Priest Wants to Bring Catholics Back to Mass

By John P. Kelly
Oak Leaves [Illinois]
February 22, 2006

Sundays, for the vast majority of Chicagoland Roman Catholics, are spent anywhere but in a church.

It's not a new trend. Only about one in five of the 2.3 million Catholics in the Archdiocese of Chicago -- and that number is down 5 percent since 1990 -- attend Mass.

Rev. Robert Barron has been asked to change this.

Cardinal Francis George approached the 46-year-old theology professor at University of St. Mary of the Lake in Mundelein last November and said he wanted Barron to "jump-start evangelization."

In the country's third largest Catholic archdiocese that's no small chore, especially as the church's image in the Chicago area has been further marred by new accusations of sexually abusive priests.

Tonight, after weeks of planning, Barron will give the first of six "revival talks" designed to both fire up the faith of inactive Catholics and inspire church regulars to do more local missionary work.
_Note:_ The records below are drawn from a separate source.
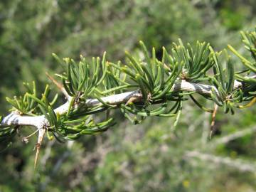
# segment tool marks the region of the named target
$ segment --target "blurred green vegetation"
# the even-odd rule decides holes
[[[23,91],[23,81],[50,83],[45,71],[61,70],[53,52],[78,58],[107,50],[117,60],[142,40],[161,58],[161,46],[179,37],[239,48],[238,31],[252,28],[255,15],[255,0],[2,0],[0,112],[8,113],[5,97]],[[32,132],[23,129],[0,155],[0,191],[256,191],[255,108],[220,112],[210,141],[210,114],[191,103],[183,108],[176,130],[173,119],[133,126],[117,112],[120,123],[102,135],[65,144],[46,139],[36,171],[36,138],[22,143]]]

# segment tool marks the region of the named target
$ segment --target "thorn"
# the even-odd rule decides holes
[[[41,128],[41,129],[39,129],[38,142],[36,144],[36,153],[35,163],[34,163],[34,169],[35,169],[36,167],[37,161],[38,160],[40,148],[42,144],[42,142],[43,142],[43,139],[45,133],[46,133],[45,129]]]
[[[210,136],[209,136],[210,139],[211,139],[211,137],[215,131],[214,124],[215,124],[215,122],[217,110],[218,110],[218,105],[217,105],[217,104],[214,103],[214,109],[213,109],[213,115],[212,115],[212,121],[210,123]]]

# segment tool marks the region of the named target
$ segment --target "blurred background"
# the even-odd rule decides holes
[[[78,59],[106,50],[117,61],[142,40],[161,58],[178,38],[243,53],[239,31],[252,30],[255,16],[255,0],[1,0],[0,113],[24,81],[54,89],[45,71],[61,69],[51,53]],[[24,128],[0,154],[0,191],[256,191],[256,108],[219,110],[209,140],[210,114],[183,105],[174,131],[171,118],[132,125],[117,112],[119,123],[102,134],[64,144],[46,138],[36,171],[36,137],[23,143],[33,132]]]

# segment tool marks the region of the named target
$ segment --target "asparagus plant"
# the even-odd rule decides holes
[[[81,55],[79,62],[61,60],[53,53],[63,73],[55,74],[61,83],[50,78],[66,102],[55,107],[59,97],[51,96],[48,85],[40,94],[34,82],[24,83],[27,91],[23,96],[6,97],[12,108],[9,114],[0,118],[0,142],[8,144],[22,127],[35,127],[36,165],[46,135],[63,142],[101,133],[118,123],[113,110],[119,110],[134,124],[156,116],[176,118],[176,125],[183,103],[191,99],[203,110],[213,113],[213,117],[217,106],[233,114],[235,109],[250,107],[256,101],[256,31],[241,32],[241,36],[251,58],[228,46],[244,65],[239,71],[227,50],[216,52],[206,42],[197,42],[193,48],[181,39],[170,50],[163,48],[161,59],[156,58],[154,48],[149,52],[140,41],[143,58],[127,52],[124,63],[108,61],[106,53],[91,60]],[[195,95],[214,103],[214,110],[204,107]],[[102,113],[106,117],[99,118]]]

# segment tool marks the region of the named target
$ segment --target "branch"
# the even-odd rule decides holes
[[[238,81],[235,81],[233,89],[239,89],[242,87],[242,83]],[[184,80],[181,82],[176,82],[172,87],[173,91],[190,91],[195,92],[199,94],[203,94],[206,95],[209,95],[212,92],[212,89],[216,90],[214,86],[204,85],[204,84],[197,84],[193,82],[189,82]],[[216,90],[216,92],[218,92]],[[113,95],[107,97],[102,97],[101,99],[110,104],[110,105],[118,105],[121,103],[126,103],[129,98],[131,97],[142,97],[142,93],[138,90],[127,92],[124,93]],[[58,112],[59,114],[64,114],[68,112],[70,99],[69,99],[65,104],[60,105],[56,108],[54,111],[55,113]],[[88,99],[86,102],[86,107],[92,107],[101,105],[102,103],[97,99]],[[28,125],[33,126],[38,129],[42,128],[44,125],[48,124],[46,118],[44,115],[41,115],[38,117],[31,117],[31,116],[22,116],[15,112],[11,112],[10,114],[4,117],[1,122],[0,123],[0,127],[10,126],[10,125]]]

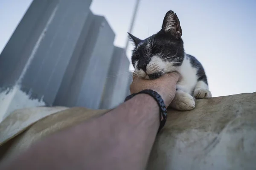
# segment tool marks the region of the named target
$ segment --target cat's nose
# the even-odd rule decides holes
[[[143,71],[145,72],[146,72],[147,69],[147,63],[141,60],[140,61],[140,63],[139,63],[139,68],[142,69]]]

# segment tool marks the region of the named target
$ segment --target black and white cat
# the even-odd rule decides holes
[[[128,34],[135,45],[131,61],[138,76],[154,79],[172,71],[181,75],[171,107],[191,110],[195,108],[195,99],[211,97],[202,65],[185,53],[180,21],[172,11],[166,13],[162,29],[157,34],[144,40]]]

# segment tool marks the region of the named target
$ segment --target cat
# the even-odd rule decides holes
[[[211,97],[203,66],[185,52],[180,21],[173,11],[166,13],[161,30],[146,39],[142,40],[128,34],[135,46],[131,62],[139,76],[153,79],[173,71],[181,75],[169,107],[190,110],[195,107],[195,99]]]

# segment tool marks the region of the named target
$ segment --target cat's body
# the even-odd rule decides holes
[[[195,99],[211,97],[202,65],[184,50],[180,21],[176,14],[166,14],[162,29],[144,40],[129,34],[135,48],[132,63],[135,73],[146,79],[154,79],[163,74],[177,71],[181,79],[170,106],[182,110],[193,109]]]

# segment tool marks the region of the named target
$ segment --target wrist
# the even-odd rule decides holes
[[[166,107],[164,103],[164,101],[162,98],[162,96],[157,92],[150,89],[144,90],[138,93],[133,94],[129,96],[128,96],[125,98],[125,101],[128,100],[130,99],[134,98],[134,96],[138,96],[138,95],[141,94],[147,94],[150,97],[151,97],[151,98],[154,100],[155,102],[158,105],[158,113],[159,113],[160,125],[158,129],[158,132],[159,132],[159,131],[164,126],[166,119],[167,118],[167,114]]]

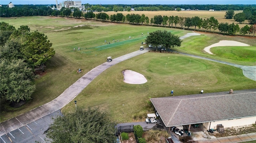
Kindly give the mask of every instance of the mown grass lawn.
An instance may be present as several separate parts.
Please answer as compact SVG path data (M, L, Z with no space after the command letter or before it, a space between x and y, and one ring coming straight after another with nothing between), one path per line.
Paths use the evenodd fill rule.
M31 31L37 30L44 33L52 43L56 53L46 63L44 75L36 79L36 90L32 96L32 99L18 109L6 109L6 104L1 102L1 121L54 99L84 74L105 62L107 57L114 59L138 50L148 32L165 29L178 36L191 32L168 28L54 17L1 18L2 21L14 25L16 28L21 25L28 25ZM82 25L83 26L79 26ZM204 34L184 39L182 46L174 50L242 65L255 65L253 58L248 61L244 60L243 57L228 59L226 55L210 55L202 51L204 47L220 39L234 39L256 46L251 39ZM110 44L108 44L109 42ZM76 50L78 47L80 51ZM242 48L243 50L252 52L253 47ZM168 57L170 58L167 62ZM77 73L78 69L83 70L82 74ZM124 83L121 72L126 69L143 74L148 82L140 85ZM151 52L109 68L94 80L75 100L80 107L98 106L109 112L113 119L124 122L131 121L131 116L141 111L143 114L147 112L150 97L168 96L171 89L174 90L175 95L181 95L197 93L202 88L206 92L210 92L231 88L255 88L255 85L256 82L244 77L242 70L236 68L180 54ZM70 112L74 107L72 101L62 111L64 113ZM7 109L12 112L7 112ZM128 115L130 118L127 118Z

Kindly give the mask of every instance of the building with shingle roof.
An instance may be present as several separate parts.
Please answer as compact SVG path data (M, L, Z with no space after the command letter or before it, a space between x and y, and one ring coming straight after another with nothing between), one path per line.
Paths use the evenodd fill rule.
M202 123L208 129L256 123L256 89L150 98L166 127Z

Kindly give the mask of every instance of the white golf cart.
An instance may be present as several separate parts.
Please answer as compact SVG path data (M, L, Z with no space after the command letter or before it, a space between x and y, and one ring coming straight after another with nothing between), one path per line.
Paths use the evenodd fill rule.
M179 136L182 135L184 134L183 126L182 125L173 127L172 128L171 130Z
M110 62L112 61L112 57L108 57L107 58L107 61L108 62Z
M147 118L146 118L146 122L147 123L156 123L156 116L154 113L148 114L147 116Z
M144 49L144 46L140 46L140 50L143 50Z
The talks, which Barron will deliver at parishes in Cook and Lake counties, are one part of Mission 2006, the archdiocese's plan to spur evangelization and fill the pews at its 372 parishes.

The theme of tonight's talk is "What's missing in your life?"

By focusing on people's thirst for satisfaction -- a favorite theme of evangelist Billy Graham -- Barron hopes to awaken a sense of spiritual longing among church truants.

Barron said anger at the church's moral teachings, and spiritual laziness are two reasons Catholics have fallen away.

"And some people have been influenced by the popular culture that says I can be spiritual without being religious," Barron said in a recent interview at the cardinal's residence in Chicago, where he has been staying to focus on the project.

To ensure he isn't just preaching to the choir, Barron is visiting each parish on his tour a week in advance to encourage congregants to invite nonpracticing Catholics.

"Catholics have had the attitude, 'They'll come to us,'" Barron said. "I think we have to go get them more proactively."

Barron's later talks will center on the importance of the Eucharist, making Christ the center of your life and evangelism's tie to Jesus' crucifixion.

The final talk will be Palm Sunday at Holy Name Cathedral in Chicago.

It is not surprising Cardinal George chose Barron for this mission.

Ordained in 1986, Barron has a reputation for strong evangelical preaching and delivering complex sermons in clear language.

Barron has written seven books, including "Bridging the Great Divide: Musings of a Post-Liberal, Post-Conservative, Evangelical Catholic."

He regularly broadcasts on the Catholic AM radio station Relevant Radio, 820 AM in Chicago and 930 AM in the western suburbs, and runs, a site dedicated to evangelism.

Barron holds a master's degree is philosophy from the Catholic University of America and a doctorate in sacred theology from the Institute Catholique de Paris.

Barron's mission to revitalize the faith among fringe Catholics is perhaps more pressing in the wake of new sexual abuse allegations last month against Chicago priest Daniel McCormack.

Colleen Dolan, spokeswoman for the archdiocese, said Barron's talks would provide needed spiritual reassurance.

"I have to wonder sometimes if God doesn't work in strange ways," she said. "Now, when we need this healing process, we have all these things in place already."

Though Barron is apt to use baseball, Bob Dylan and Mick Jagger to make his point, he knows being gimmicky won't fill seats.

In the end, the church's weekly offerings -- the liturgy and the Eucharist -- are central to Catholicism and unavailable to those spending their Sundays elsewhere.

"Catholics, because of the way our theology is structured, can't say 'I'm OK with God, but I'm not OK with the church,'" Barron said.